Note: a modified version of this article was first published here
A/B tests are the gold standard for estimating causal effects in product analytics. But in many cases they aren’t feasible. One of the most common ones is the feature release.
In this post I’ll discuss the common practice of measuring feature release impact using simple “before-after” comparisons and the biases that often plague such analyses. I’ll also give some advise on how those biases can be mitigated.
Feature release
Quite often, a company would release a new product feature or app version without running an A/B test to assess its impact on its main KPIs. That could be due to a myriad of reasons such as low traffic or high technical complexity.
Having deployed the feature to all users on a specific date product managers would usually try to gauge the feature release impact by doing a simple “before-after” analysis: comparing the KPI a short period after the launch to the same period before.
While intuitive, such naive comparisons may overlook important sources of bias.
Below I’ll discuss 2 of the most common sources of bias present in simple before-after analyses and how they can lead to erroneous conclusions.
Bias 1: Time effects
One common scenario is for a product manager to do a “before-after” analysis and obtain a positive result.
Looking at a plot of the KPI over time however they might run into a disappointing reckoning:
The KPI is on an upward trend throughout the period regardless of the release, whereas the release itself seems to have a negative impact. The simple “before-after” comparison assumes no time dynamics which can be very wrong like in the case illustrated above.
Bias 2: Change in mix of business
While biases introduced by time effects can be quite visible - others might be more subtle.
In another scenario a product manager might measure a negative “before-after” release impact. Plotting the KPI over time does not seem to offer an alternative conclusion:
Many companies would stop here and assume the release was bad and needed to be rolled back.
In many cases however the difference between the periods before and after the release may be due to a change in the mix of users. This can happen by chance but very often is related to marketing campaigns that accompany feature releases.
To make the example concrete it could be that the proportion of Android users has risen significantly during the period after the release compared with the one prior.
In this specific example, those Android users tend to convert less than iOS users, but the release effect itself within those groups is actually positive:
So taking device into account the release impact was actually positive. The scenario where the aggregate difference is opposite to the within group difference is a classic example of Simpson’s paradox).
Does that mean we can’t do without A/B tests?
The above cases were relatively simple. Time effects can include complex trends and daily seasonality, segment proportion changes can be more subtle and spread across many subsets etc.
One might get the impression that analyzing data from a feature release is useless. I argue however that must not necessarily be the case.
Enter the Release Impact Algorithm
Working at Loops I’ve devised an algorithm to automatically and transparently deal with the above biases. I can’t share the full implementation details for business and IP reasons, but below I present a general overview:
- Use an ML algorithm to find segments whose proportion in the population changed
the most between the pre and post-release periods.
- Model time trends and seasonality along with the release impact separately within each segment.

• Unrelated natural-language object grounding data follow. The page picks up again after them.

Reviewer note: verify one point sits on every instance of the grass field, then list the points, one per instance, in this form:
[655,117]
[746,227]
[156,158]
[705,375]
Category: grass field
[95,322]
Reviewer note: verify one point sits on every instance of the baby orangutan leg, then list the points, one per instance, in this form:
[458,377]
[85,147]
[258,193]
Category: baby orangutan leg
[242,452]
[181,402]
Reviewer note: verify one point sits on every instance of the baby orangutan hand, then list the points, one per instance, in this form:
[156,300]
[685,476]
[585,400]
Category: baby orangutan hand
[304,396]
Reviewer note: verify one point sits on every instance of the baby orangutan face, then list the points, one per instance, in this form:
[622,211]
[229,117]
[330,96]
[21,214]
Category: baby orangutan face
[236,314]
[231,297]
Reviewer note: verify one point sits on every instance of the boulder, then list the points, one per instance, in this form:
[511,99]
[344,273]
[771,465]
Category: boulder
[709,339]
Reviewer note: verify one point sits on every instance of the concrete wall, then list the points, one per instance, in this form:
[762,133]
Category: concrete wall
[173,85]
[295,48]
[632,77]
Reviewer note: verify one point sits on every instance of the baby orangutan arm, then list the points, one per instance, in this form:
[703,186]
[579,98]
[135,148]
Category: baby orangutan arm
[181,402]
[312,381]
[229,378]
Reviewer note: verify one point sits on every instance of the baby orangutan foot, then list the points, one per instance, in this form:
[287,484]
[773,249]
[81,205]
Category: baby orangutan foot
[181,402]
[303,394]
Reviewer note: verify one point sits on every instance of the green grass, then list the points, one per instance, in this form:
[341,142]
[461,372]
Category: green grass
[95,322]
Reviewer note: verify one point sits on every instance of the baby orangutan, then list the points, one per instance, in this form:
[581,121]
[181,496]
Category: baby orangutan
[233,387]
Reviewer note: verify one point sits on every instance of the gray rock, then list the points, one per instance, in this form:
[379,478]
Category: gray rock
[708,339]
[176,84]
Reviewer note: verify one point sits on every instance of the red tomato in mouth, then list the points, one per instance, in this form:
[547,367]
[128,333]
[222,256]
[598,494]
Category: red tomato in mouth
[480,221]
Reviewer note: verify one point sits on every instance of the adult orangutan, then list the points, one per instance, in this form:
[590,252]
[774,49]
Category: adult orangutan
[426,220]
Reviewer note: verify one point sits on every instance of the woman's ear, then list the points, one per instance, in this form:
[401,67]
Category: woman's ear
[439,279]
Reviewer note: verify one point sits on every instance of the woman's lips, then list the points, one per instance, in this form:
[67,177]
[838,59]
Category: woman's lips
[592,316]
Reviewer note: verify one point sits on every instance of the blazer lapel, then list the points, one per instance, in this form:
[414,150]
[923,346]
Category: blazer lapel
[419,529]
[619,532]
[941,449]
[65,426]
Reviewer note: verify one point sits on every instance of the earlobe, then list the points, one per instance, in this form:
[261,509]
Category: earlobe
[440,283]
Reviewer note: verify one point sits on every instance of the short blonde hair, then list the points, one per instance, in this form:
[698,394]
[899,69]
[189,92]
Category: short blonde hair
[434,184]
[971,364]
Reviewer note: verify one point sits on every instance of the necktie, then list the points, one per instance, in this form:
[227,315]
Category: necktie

- Take a weighted average of the release impact estimated within all segments to arrive at the final impact estimate.
Testing the algorithm validity
You can never know for sure if any method works on a particular dataset. You can however get a rough estimate by using past A/B tests.
For example, an A/B test with control and treatment populations was executed for some period. Comparing the average KPI between those two groups yields an unbiased estimate of the treatment impact. This serves as our “Gold standard.”
We’ll name the segment of users in the period before the test “pre-control.” Comparing the pre-control population to the treatment population is analogous to the comparison we do in a before-after analysis.
Using many different tests, we can compare the “Gold standard” estimates with the “before-after” estimates to see how close they tend to be.
Working at Loops I have access to hundreds of A/B tests from dozens of clients using our system. Using the above benchmarking method we’ve found that the algorithm has vastly superior accuracy to a simple “before-after” comparison.
In summary
I hope by this point the reader is convinced of the perils associated with using simple “before-after” comparison and that the algorithm outlined above will serve as a basis for anyone looking to better assess the impact generated by releasing a feature in their product.